There cannot be sound decisions and actions, however, in the management of forests at any level, whether local or global, without reliable information on their condition and evolution over time. Such information is indispensable whatever the objective of management of forests, be it production of fuelwood or industrial wood for domestic use or export, conservation of biodiversity, mitigation of climate change at global level or multiple use. Thus, in Chapter 11 of UNCED Agenda 21 titled “Combating deforestation”, the assessment and systematic observations of forest resources is made a key element in one of the four programme areas.
In pursuance of its mandate, FAO has undertaken periodic assessments of the world's forest resources, of which the first was nearly 50 years ago in 1946 and the last in 1980. The 1990 Global Forest Resources Assessment builds upon the 1980 study. It has four components: (a) the assessment for the tropical countries; (b) the assessment of the forest resources of the industrialized countries carried out jointly by FAO and the Economic Commission for Europe of the United Nations; (c) the assessment for the non-tropical developing countries; and (d) the global synthesis.
Classifications and definitions used in national forest inventories often differ from one another, since they are designed to satisfy specific national or even local needs. To arrive at a common classification, format and reference date, original data provided by countries had to be reorganized. It must be stressed, however, that the standardized country results in this international report are intended only to secure a consistent global picture; they do not replace the original country statistics which will remain a unique source of reference.
The 1990 global assessment has been a key activity under the FAO Regular Programme, carried out with substantial support from donor countries. Its implementation has benefited greatly from ready cooperation of all countries which are reported upon here, as well as the technical contributions made by many scientific institutions and individuals. This report also reflects the dedication of the staff concerned with Forest Resources Assessment 1990.

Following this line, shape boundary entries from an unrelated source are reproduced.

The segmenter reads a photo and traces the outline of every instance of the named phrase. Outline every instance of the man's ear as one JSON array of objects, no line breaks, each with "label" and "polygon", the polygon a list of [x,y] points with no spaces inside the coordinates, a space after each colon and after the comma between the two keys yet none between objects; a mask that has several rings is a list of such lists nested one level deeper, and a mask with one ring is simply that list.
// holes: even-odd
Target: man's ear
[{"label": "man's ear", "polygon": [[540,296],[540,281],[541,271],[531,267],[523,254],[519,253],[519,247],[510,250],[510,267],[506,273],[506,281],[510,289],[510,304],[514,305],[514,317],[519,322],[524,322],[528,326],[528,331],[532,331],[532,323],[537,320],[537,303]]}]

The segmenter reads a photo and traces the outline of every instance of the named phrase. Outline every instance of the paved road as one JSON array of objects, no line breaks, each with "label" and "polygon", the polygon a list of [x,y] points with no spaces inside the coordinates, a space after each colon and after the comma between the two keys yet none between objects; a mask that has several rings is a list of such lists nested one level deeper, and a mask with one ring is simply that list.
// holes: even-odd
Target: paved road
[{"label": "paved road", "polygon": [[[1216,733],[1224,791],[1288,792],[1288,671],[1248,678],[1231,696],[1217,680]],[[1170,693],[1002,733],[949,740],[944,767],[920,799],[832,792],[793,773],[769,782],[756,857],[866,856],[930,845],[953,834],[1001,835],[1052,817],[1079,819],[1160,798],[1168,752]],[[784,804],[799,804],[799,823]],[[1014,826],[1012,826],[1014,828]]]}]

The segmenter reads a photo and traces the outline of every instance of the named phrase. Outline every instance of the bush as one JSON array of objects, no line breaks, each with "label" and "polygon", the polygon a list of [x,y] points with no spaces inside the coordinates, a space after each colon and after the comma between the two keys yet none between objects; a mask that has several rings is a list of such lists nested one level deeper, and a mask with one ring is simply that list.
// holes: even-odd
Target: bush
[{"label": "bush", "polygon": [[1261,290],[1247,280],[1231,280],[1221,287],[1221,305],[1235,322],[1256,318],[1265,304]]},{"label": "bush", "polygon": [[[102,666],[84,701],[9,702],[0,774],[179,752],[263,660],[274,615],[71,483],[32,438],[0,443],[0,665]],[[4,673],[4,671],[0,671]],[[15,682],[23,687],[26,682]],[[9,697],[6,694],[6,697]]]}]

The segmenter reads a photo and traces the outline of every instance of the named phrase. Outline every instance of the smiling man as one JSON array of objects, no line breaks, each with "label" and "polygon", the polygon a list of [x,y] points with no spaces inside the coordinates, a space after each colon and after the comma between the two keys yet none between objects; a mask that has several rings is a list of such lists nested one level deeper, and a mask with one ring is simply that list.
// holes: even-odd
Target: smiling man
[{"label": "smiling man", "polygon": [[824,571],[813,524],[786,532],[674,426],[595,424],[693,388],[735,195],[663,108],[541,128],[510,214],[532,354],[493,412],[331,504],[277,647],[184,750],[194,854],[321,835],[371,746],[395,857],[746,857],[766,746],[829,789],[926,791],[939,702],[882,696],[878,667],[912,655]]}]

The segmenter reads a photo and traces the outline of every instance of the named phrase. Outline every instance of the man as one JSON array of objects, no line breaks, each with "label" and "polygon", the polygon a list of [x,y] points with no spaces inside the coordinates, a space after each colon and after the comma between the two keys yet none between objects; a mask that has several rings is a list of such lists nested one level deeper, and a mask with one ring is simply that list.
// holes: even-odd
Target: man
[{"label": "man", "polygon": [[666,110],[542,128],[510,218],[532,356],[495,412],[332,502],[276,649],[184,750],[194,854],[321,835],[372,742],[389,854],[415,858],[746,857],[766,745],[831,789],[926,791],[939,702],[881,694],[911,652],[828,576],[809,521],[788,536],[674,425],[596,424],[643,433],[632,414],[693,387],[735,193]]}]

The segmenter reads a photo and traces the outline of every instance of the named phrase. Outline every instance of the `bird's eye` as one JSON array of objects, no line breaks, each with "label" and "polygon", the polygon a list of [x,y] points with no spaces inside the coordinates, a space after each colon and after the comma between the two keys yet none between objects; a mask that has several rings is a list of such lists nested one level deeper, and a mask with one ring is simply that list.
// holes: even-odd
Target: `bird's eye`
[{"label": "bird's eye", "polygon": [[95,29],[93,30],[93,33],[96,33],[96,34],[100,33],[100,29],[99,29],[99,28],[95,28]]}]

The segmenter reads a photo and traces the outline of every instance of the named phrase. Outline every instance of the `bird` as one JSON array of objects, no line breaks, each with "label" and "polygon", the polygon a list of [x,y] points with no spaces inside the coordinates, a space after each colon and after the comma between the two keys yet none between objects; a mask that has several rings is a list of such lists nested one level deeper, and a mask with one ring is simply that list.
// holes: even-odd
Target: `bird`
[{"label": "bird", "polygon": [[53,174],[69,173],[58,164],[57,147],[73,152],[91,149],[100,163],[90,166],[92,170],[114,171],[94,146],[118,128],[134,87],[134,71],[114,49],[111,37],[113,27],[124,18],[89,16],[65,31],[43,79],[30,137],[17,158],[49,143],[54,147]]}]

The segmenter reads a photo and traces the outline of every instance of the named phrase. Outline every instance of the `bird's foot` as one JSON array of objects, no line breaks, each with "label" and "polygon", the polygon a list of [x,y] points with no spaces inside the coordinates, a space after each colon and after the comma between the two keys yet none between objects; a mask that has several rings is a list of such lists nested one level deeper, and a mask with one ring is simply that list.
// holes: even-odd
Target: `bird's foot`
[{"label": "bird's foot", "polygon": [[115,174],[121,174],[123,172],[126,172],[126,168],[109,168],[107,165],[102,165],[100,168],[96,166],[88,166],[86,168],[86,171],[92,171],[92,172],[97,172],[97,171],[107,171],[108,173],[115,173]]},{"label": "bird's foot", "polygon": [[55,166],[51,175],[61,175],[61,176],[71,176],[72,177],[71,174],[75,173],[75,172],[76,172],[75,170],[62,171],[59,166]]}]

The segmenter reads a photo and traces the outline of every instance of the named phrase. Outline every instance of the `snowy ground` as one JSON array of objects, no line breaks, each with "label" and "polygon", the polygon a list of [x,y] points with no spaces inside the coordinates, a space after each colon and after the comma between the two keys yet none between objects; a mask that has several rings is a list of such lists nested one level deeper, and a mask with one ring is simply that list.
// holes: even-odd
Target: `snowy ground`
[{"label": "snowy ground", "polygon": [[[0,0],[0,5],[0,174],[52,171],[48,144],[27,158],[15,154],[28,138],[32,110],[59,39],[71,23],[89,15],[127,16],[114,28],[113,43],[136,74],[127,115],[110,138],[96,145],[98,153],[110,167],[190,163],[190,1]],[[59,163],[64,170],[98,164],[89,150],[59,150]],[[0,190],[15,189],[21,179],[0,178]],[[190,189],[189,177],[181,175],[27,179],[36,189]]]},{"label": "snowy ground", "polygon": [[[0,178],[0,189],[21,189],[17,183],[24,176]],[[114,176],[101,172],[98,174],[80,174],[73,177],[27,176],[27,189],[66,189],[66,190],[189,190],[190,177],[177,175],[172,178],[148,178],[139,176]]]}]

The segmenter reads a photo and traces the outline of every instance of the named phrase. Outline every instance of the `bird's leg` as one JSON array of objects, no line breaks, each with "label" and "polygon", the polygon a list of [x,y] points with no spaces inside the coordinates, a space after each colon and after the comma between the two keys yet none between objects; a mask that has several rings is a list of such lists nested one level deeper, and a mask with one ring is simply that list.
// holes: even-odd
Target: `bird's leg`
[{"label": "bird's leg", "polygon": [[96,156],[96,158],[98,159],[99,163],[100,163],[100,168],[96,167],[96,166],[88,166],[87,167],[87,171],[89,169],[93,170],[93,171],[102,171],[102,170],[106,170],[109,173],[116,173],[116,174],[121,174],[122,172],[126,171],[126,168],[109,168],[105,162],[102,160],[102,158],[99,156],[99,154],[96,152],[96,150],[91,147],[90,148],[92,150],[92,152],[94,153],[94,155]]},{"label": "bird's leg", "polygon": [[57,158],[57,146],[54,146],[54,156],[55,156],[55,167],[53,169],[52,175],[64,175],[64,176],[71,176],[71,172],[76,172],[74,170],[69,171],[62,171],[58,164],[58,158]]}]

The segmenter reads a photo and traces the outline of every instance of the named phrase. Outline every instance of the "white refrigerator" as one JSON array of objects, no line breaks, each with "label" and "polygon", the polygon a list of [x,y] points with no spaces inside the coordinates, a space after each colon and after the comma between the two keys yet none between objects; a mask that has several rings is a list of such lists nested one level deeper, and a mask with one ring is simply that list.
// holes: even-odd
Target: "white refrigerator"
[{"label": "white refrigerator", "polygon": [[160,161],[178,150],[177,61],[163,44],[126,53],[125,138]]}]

This assessment is intended to satisfy many of the urgent information needs of policy makers, the scientific community and the general public. It has revealed, however, a need to fill certain gaps in knowledge and to improve national capacities to carry out their own forest resources assessments. FAO intends to give greater attention to these aspects in future and to make the assessment of the world's forest resources a continuous and evolving programme.